The pseudo-code representation of the above process is as follows
int N = Compute the N value;
int M = compute M value;
int y = number of BE nodes;
int x = min(M, N, 128);
if (x < N && x < y) {
return y;
}
return x;
With the above algorithm in mind, let's introduce some examples to better understand this part of the logic.
case1: Amount of data 100 MB, 10 BE machines, 2TB * 3 disks Amount of data N = 1 BE disks M = 10* (2TB/50GB) * 3 = 1230 x = min(M, N, 128) = 1 Final: 1 case2: Data volume 1GB, 3 BE machines, 500GB * 2 disks Amount of data N = 2 BE disks M = 3* (500GB/50GB) * 2 = 60 x = min(M, N, 128) = 2 Final: 2 case3: Data volume 100GB, 3 BE machines, 500GB * 2 disks Amount of data N = 20 BE disks M = 3* (500GB/50GB) * 2 = 60 x = min(M, N, 128) = 20 Final: 20 case4: Data volume 500GB, 3 BE machines, 1TB * 1 disk Data volume N = 100 BE disks M = 3* (1TB /50GB) * 1 = 60 x = min(M, N, 128) = 63 Final: 63 case5: Data volume 500GB, 10 BE machines, 2TB * 3 disks Amount of data N = 100 BE disks M = 10* (2TB / 50GB) * 3 = 1230 x = min(M, N, 128) = 100 Final: 100 case 6: Data volume 1TB, 10 BE machines, 2TB * 3 disks Amount of data N = 205 BE disks M = 10* (2TB / 50GB) * 3 = 1230 x = min(M, N, 128) = 128 Final: 128 case 7: Data volume 500GB, 1 BE machine, 100TB * 1 disk Amount of data N = 100 BE disk M = 1* (100TB / 50GB) * 1 = 2048 x = min(M, N, 128) = 100 Final: 100 case 8: Data volume 1TB, 200 BE machines, 4TB * 7 disks Amount of data N = 205 BE disks M = 200* (4TB / 50GB) * 7 = 114800 x = min(M, N, 128) = 128 Final: 200
As you can see, the detailed logic matches the principle. Subsequent bucketing projection The above is the calculation logic for the initial bucketing. The subsequent bucketing can be evaluated based on the amount of partition data available since there is already a certain amount of partition data. The subsequent bucket size is evaluated based on the EMA[1] (short term exponential moving average) value of up to the first 7 partitions, which is used as the estimate_partition_size. At this point there are two ways to calculate the partition buckets, assuming partitioning by days, counting forward to the first day partition size of S7, counting forward to the second day partition size of S6, and so on to S1.

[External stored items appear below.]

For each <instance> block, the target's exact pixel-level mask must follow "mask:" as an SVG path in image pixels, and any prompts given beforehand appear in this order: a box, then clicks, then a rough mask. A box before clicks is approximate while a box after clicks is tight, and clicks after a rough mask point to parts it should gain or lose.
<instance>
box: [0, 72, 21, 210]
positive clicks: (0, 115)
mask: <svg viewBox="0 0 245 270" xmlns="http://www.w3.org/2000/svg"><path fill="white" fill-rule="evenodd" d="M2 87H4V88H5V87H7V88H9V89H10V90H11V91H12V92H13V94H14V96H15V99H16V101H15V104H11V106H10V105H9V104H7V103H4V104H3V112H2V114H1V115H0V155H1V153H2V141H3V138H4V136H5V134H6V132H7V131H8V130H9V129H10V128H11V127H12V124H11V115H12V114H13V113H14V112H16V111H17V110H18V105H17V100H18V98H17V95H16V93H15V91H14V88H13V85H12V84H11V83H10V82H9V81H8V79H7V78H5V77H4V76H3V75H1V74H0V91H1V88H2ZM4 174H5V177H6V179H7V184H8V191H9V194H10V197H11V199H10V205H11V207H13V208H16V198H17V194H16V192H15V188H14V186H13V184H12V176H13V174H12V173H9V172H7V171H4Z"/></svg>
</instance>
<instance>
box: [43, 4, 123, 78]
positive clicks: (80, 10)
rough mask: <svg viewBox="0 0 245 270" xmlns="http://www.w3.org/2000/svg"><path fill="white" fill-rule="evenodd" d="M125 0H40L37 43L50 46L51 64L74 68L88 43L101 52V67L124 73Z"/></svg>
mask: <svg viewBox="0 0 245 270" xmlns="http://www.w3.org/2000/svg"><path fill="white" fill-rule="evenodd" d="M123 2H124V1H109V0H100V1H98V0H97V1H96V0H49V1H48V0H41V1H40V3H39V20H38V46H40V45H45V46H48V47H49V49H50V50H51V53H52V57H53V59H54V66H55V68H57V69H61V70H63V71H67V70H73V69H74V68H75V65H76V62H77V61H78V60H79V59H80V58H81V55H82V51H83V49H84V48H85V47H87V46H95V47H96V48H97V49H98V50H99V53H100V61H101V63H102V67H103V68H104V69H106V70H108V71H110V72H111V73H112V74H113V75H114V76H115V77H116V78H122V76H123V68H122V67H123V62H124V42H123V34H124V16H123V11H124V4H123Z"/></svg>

There are 6 delta values, which are
S7 - S6 = delta1, S6 - S5 = delta2, ... S2 - S1 = delta6
This yields the ema(delta) value. Then, today's estimate_partition_size = S7 + ema(delta)
today's estimate_partition_size = EMA(S1, ... , S7) , S7)
According to the above algorithm, the initial number of buckets and the number of subsequent buckets can be calculated. Unlike before when only a fixed number of buckets could be specified, due to changes in business data, it is possible that the number of buckets in the previous partition is different from the number of buckets in the next partition, which is transparent to the user, and the user does not need to care about the exact number of buckets in each partition, and this automatic extrapolation will make the number of buckets more reasonable.
When autobucket is enabled, the schema you see in show create table is also BUCKETS AUTO. If you want to see the exact number of buckets, you can do so by show partitions from ${table};.